20 混沌の戦士(ケイオスウォリアー)05

「危険すぎないか?」


「予想が正しければ、これで形勢をひっくり返せると思うんです」

「そうかもしれないが……」

 俺の作戦を聞いたカルティスは露骨に困惑の表情を浮かべた。無茶な作戦、というのは理解しているのだが現状パーティが持てる戦力を総動員しても傷一つ付かないアルピナを倒すにはこれしかない、と思った。


「あー、もうわかったよ。ただな絶対に死ぬなよ」

 カルティスが仕方ないな、という表情で再びセプティムたちの援護に走っていった。

 アルピナは目の前で逃げ続けるセプティムやジャジャースルンドを<<黒色槍撃ブラックランス>>で追い回すことに集中している。

 ベアトリスは頼みの綱になっている炎の精霊サラマンダーが倒されたため、援護射撃程度にしか魔法を撃てていないが、避ける必要もないのかアルピナは現状ベアトリスからの攻撃は完全に無視している状況だ。俺は走ってベアトリスさんに駆け寄り、作戦を説明する。


「そ、そんな危険なこと納得できる訳ないじゃないですか!」

 まあ、ベアトリスのこの反応は正直いうと予想できた。

「でもやってみる価値はありますぜ」

 おっと、どこかのアニメみたいなセリフになってしまったけど、これでダメならさっさと撤退した方がいいと思っている。

「……わかりました……」

 渋々承諾するベアトリス、納得はしていないだろうが今のところなんとか作戦を立てられているのは俺だけだ。これに乗っかるしかない、というのが現状だと思うしな。

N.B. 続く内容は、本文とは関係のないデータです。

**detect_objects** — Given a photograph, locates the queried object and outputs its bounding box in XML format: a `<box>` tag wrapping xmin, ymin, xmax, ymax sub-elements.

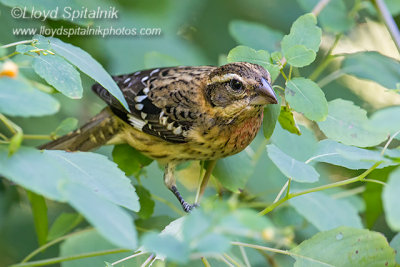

「危ないと思ったら私はあなたを無理矢理でも止めますからね」


「くそっ……打開策がなさすぎる」

 セプティムは焦っていた。

 過去に戦った混沌の戦士ケイオスウォリアーよりもアルピナは遥かに強力だった。自動回復や無詠唱での魔法連打、しかも破壊力も高く隙がない。

 挙げ句の果てに絶対防御能力まで備えている。こんな敵に遭遇したこと自体が初めてだ。今のところなんとか攻撃は避けることができている、がだ。

「力が足りないのか……認めたくないのだが……」

 このままではジリ貧。そう思って焦りばかりが募っていく。


「混沌とはこういうものなのか……」

 ジャジャースルンドは正直驚愕していた。

 実は彼は混沌の戦士ケイオスウォリアーと戦うことが初めての経験だった。パワーアップ前の一撃、あの一撃は致命打になると思っていたほど、手には感触があった。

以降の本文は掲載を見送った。